My current crew took me in because I spent a few years between college and graduate school living in a hippie commune, so I knew how to grow food and compost my own solid waste. Also, Joel said I was the prettiest woman he’d seen since he wore out his Playboy. Which made me feel bad for the other women there, but secretly good because no one would have said that about me before. So, I am useful in two ways.

Joel is useful because he is a hunter and a heartless leader of men.

To stop thinking about Samuel I start chanting. Although in post-apocalyptic fiction, no one ever said “post-apocalyptic,” I often chant it to myself as I walk, sometimes to the tune of “Twinkle, Twinkle, Little Star.” Post a-poc-ta-lypt-ic world, post a-poc-ta-lypt-ic world, which somehow makes things a little lighter.

But today I just I chant to the soft crunch of my footsteps, to the dry hot summer wind raking through the pines, thinking about the dead half-cow, the cow-killers, the way Samuel and I used to talk and talk. Then I reach our garden and start picking beets.

When Joel gets home, I have a pot of pickling mix boiling on the fire outside and am peeling the last of the beets. I ask. “What did you decide, Heartless Leader of Men?”

This is my nickname for him. I don’t know if I’m trying to hurt his feelings or be funny. But it doesn’t matter because he is incapable of having hurt feelings and if our senses of humor were represented in a Venn diagram, the only overlapping area would have to do with women who still dye their hair. When he is serious (he is either being serious or a jerk) he tells me you have to be heartless to be a leader, because men – by men he means women and men – are stupid. I don’t agree, but don’t press the matter. Joel thinks he wins all our arguments.

“Too far gone, I think. Just too hot. And I don’t want to deal with those maggots. We could probably … ” Joel goes on explaining, though he doesn’t need to. He likes to hear himself talk. And I get that. But I like to hear myself think. I’m learning to think while he talks.

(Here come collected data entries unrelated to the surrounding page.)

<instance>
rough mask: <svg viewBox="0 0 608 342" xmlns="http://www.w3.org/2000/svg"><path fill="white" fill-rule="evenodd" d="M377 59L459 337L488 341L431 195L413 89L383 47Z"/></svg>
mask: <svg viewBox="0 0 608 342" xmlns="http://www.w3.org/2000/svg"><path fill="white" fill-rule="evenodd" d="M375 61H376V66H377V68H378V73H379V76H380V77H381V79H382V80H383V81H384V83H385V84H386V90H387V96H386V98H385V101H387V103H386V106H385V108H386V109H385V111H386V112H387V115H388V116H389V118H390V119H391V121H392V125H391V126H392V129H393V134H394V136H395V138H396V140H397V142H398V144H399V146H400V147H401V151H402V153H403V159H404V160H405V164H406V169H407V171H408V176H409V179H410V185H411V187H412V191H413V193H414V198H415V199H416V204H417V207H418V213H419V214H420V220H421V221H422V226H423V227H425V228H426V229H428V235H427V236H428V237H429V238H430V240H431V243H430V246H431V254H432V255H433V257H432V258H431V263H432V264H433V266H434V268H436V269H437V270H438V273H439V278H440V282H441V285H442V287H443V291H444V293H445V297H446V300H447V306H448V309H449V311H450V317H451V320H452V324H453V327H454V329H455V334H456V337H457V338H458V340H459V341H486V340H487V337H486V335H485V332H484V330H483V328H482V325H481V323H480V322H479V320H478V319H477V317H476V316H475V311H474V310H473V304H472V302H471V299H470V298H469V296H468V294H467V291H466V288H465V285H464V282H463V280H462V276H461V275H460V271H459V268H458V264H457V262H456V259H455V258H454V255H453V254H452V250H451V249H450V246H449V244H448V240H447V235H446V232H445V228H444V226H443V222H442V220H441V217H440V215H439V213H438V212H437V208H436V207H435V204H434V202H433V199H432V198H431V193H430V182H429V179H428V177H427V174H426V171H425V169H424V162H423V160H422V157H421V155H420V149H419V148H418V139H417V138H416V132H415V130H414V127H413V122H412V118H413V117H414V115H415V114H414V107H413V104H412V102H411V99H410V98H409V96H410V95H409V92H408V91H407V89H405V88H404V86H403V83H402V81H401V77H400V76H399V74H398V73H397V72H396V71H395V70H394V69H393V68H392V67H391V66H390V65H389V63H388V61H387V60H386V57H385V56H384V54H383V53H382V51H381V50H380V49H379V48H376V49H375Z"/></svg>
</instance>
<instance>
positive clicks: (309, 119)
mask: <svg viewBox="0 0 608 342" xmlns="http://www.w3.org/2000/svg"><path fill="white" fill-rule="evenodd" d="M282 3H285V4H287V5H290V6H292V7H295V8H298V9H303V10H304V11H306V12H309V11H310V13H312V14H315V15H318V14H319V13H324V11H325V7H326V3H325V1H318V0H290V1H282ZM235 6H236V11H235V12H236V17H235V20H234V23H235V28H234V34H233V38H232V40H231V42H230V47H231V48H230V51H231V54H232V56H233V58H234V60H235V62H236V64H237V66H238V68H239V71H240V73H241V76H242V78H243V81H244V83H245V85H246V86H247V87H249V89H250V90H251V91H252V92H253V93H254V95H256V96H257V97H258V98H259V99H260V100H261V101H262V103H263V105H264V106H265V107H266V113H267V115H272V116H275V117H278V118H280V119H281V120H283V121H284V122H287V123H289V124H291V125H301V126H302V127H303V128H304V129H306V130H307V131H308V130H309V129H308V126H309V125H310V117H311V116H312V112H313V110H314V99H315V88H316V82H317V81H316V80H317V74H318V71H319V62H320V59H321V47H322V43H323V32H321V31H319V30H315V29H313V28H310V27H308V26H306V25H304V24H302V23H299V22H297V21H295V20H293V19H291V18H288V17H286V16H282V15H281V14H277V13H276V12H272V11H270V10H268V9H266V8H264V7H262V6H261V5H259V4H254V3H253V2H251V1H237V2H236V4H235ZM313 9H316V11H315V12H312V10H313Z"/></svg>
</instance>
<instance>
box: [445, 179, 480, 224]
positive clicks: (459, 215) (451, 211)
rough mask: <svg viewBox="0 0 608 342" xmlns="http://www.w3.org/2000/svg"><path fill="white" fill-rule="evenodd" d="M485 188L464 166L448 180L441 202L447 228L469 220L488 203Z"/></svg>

“The killers?” I am arranging the beets into jars, noticing the dark red blush on my hands. I’m tempted to compare it to blood, as I would have before, but now I’ve seen my hands covered in real blood enough times to know the difference.

“Ain’t killing if it’s a cow, darling.”

This is the only thing I like about Joel, that he calls me darling.

“We’ll go looking for them in the morning.”

I don’t ask what we’ll do with them once we find them. We finish the beets, me pouring in the pickling liquid, him manning the canning pot. It’s dark when we’re done and we’re too tired to eat more than a handful of dried elk before we go to bed.

In bed, like most nights, I lay my head on Joel’s mean-man chest, and tell myself the story about when we managed to grow our first strawberry, how he insisted I eat it. Then I forget how much I hate him and wait for the sound of someone coming for us. But I know, more likely, there’s someone out there who doesn’t even know they’re waiting for us.